Esa idealización de la maternidad fue aplastada por la (a veces dura) realidad. Confieso que les he gritado más de una vez a mis hijos, curiosamente diciendo: “Chicos, ¡dejen de gritar!”, a lo que ellos rápidamente responden: “¿Y entonces por qué nos gritas a nosotros?”. Lucho contra los sentimientos de culpa que suelen invadir a las mamás que trabajamos porque no podemos estar en todos lados ni todo el tiempo. Es más: yo me perdí los primeros pasos de mi hijo mayor porque estaba grabando un segmento de televisión. Él no se acuerda, pero yo nunca me olvidaré de no haber podido estar allí.

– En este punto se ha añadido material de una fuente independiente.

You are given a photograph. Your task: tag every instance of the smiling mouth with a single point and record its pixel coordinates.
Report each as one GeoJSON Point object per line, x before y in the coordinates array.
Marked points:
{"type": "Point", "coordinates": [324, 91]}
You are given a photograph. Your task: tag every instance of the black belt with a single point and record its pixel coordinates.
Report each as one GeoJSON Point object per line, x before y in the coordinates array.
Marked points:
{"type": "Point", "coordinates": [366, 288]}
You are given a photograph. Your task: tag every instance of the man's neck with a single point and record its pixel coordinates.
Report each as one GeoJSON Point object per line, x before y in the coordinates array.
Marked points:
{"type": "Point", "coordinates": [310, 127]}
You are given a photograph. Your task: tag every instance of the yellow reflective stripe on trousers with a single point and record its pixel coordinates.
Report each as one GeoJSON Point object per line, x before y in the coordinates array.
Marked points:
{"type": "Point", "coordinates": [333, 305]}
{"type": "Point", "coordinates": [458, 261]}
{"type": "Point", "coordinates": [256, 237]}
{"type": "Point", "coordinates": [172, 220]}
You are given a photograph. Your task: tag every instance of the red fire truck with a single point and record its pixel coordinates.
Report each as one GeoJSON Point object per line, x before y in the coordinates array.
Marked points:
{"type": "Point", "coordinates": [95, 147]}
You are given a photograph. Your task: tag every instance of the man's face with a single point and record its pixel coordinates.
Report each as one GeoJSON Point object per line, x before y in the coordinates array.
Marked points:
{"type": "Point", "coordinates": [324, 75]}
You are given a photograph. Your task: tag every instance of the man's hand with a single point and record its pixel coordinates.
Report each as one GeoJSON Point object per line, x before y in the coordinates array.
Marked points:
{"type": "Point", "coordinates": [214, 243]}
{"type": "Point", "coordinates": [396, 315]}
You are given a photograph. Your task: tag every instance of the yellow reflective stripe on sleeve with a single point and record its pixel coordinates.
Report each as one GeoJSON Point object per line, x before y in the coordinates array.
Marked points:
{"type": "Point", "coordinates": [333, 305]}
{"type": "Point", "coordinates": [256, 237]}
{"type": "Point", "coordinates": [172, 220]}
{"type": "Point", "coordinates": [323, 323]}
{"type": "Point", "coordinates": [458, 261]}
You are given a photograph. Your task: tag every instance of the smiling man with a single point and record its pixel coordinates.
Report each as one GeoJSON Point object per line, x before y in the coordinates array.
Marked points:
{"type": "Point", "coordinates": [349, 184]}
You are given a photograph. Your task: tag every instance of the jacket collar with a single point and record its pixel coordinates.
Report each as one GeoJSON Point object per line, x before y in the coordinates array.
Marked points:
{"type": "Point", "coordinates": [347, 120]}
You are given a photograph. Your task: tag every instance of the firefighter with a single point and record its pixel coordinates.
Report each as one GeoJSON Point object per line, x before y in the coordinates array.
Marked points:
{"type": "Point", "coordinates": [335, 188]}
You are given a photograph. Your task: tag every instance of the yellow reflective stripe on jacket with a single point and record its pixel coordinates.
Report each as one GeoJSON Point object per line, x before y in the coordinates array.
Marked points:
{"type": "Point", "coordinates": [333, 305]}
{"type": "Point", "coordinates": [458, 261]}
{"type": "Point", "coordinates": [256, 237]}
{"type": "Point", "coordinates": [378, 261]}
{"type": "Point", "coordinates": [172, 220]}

La paciencia se me suele acabar mucho antes de que se acabe el día, corro de un lado para el otro y pocas veces me hago un tiempo para hacer lo que no sea un deber. A veces se me confunden los horarios de mis niños, al punto que una vez llegué a recoger a mi hija a la hora que no correspondía, ante las risas de la maestra. Y más de una vez me he quedado dormida en la cama de alguno de mis hijos cuando se suponía que yo era quien tenía que ayudarlos a ellos a dormir.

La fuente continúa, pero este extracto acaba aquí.